What the labs are actually measuring
The cellular question underneath every cutting-phase lab is whether the body is burning fat or down-regulating to survive. Those produce nearly identical scale numbers and wildly different compositional outcomes. The deficit triggers a defensive cascade: sympathetic tone climbs, cortisol stays elevated, thyroid output drops, and the liver converts more T4 into reverse T3 — which docks at the T3 receptor but produces no metabolic signal. The mitochondria literally shrink. At that point the scale may still move from glycogen depletion and water loss, but lean mass is bleeding and fat oxidation has stalled.

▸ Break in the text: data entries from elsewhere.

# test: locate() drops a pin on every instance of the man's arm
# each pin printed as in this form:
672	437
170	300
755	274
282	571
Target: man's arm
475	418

The cutting-phase peptide stack — GLP-1 / GIP / glucagon agonism for appetite and substrate partitioning, MOTS-c for mitochondrial fat oxidation, the GH-axis layer for lean preservation — interrupts that cascade at three different points. A clear responder shows interruption succeeding across all three. A partial responder shows one or two pathways working and one failing. A non-responder shows the defensive cascade winning anyway, usually because the deficit was too aggressive, the appetite layer was over-dosed, or the metabolic floor (fasting insulin, fT3, IGF-1) was wrong before the protocol started.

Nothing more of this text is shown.